Yesterday I had an ultrasound and blood test. Everything is normal and it looks like I have 11 antrals. I guess that means 11 follicles are maturing along and getting bigger. We added another hormone injection to the mix last night. Ganirelix, it's not a big needle and didn't hurt going in, but does sting for awhile and is a little tender today. I took it right before bed at the same time as the Menopur. I did my best to fall asleep with a pain in my side. It wasn't that hard though because I've been so drowsy everyday this week. 3 injections a day now, it's sooo much fun!

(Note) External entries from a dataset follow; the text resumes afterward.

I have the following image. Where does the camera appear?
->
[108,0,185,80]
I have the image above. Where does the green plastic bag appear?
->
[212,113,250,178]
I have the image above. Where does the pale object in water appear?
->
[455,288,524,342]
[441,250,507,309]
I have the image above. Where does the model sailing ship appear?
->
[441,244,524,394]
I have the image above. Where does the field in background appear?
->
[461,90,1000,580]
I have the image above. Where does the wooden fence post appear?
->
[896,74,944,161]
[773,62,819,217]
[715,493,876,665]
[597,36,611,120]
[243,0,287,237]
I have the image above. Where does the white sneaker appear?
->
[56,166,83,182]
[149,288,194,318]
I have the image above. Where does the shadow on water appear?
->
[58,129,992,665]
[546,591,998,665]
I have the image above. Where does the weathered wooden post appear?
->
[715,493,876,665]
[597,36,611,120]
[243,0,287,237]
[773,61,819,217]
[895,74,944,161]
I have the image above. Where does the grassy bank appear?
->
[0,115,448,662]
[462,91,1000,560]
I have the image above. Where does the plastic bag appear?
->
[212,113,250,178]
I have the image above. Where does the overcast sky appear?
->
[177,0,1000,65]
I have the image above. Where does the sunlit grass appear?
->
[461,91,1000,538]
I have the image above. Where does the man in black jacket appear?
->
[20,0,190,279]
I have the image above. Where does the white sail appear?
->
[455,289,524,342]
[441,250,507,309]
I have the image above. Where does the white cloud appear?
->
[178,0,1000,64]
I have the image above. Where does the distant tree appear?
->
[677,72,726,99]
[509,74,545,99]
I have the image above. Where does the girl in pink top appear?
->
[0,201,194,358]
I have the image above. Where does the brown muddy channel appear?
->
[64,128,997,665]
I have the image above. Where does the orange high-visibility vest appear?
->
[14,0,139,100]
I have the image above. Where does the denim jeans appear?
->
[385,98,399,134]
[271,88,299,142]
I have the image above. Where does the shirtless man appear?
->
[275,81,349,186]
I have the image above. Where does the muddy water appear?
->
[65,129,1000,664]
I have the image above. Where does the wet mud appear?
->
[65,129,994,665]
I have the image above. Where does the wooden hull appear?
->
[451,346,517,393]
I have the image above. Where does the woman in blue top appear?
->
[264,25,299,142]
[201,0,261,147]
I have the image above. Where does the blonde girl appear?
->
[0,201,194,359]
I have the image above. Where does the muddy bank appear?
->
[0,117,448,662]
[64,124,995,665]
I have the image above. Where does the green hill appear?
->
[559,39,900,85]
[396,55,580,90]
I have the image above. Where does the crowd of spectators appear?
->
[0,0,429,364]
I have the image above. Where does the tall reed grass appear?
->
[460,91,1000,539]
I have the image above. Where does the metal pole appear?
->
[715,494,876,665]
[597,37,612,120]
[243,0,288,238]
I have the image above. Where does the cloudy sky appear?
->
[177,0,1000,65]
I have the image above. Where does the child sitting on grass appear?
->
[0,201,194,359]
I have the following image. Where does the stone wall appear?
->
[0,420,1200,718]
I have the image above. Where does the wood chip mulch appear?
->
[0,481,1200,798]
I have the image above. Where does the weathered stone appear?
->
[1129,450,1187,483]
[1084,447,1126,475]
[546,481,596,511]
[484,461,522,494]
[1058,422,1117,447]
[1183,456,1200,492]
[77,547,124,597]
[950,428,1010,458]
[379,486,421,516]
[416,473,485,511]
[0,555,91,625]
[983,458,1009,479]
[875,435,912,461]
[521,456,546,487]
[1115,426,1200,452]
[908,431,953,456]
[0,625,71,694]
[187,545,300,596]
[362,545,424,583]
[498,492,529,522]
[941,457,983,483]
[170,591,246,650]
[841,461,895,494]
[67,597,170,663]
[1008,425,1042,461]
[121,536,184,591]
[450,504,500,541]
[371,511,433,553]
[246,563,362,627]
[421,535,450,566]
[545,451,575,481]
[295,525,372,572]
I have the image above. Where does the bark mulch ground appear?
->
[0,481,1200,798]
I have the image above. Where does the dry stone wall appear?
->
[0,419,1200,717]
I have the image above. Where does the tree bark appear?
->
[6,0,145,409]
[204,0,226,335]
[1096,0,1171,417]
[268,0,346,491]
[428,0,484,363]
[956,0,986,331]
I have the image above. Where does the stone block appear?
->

.... Actually it's not. JP is getting fed up with it, I can tell. He never was one with a lot of patience. He get's home from work late at night, then has to deal with me nagging him to do the med preparation the way I want it done and then he has to give me the creepy shot. They say I'm supposed to feel more moody during stimmulation, but I think JP is more moody about the shots than me. I wish he would be a little more sensitive to me. I don't think he really has any idea what I'm going through. I know it's hard for him right now. He's got all these other things in his life stressing him out too. We have family drama, but that's another story. I feel bad that he has to give me these shots. I would do it myself, but I can't look at a needle and stick myself with it. At least I don't make him go to the ultrasounds with me. I don't want to bother him with it. I usually go between 7 and 8 in the morning and it takes about 30-40 minutes to drive to my clinic. Since he gets home from work really late I don't think getting him up that early is a good idea.

I'm not sure if I'm feeling like I'm supposed to be feeling. I can feel a little business going on in the ovary department. I thought I'd be alot more bloated, crampy, moody and I thought my skin would break out like crazy. I don't think I'm really more emotional than normal. Family issues on JP's side kind of stressed me out for a minute, but I don't think I'm reacting worse than I would be if I were not on hormones. I actually think I'm being pretty mellow. It does help that I'm not working right now, no stress there. I'm trying to stay low stress as possible, stress can cause eggs to become unhealthy or no eggs to develop at all. Besides that, it seems that I lost 4-5 pounds since last month and my skin is pretty clear. It's weird, I was expecting to have a lot of problems. It's be too good to be true. Well, we still have a few more days to go.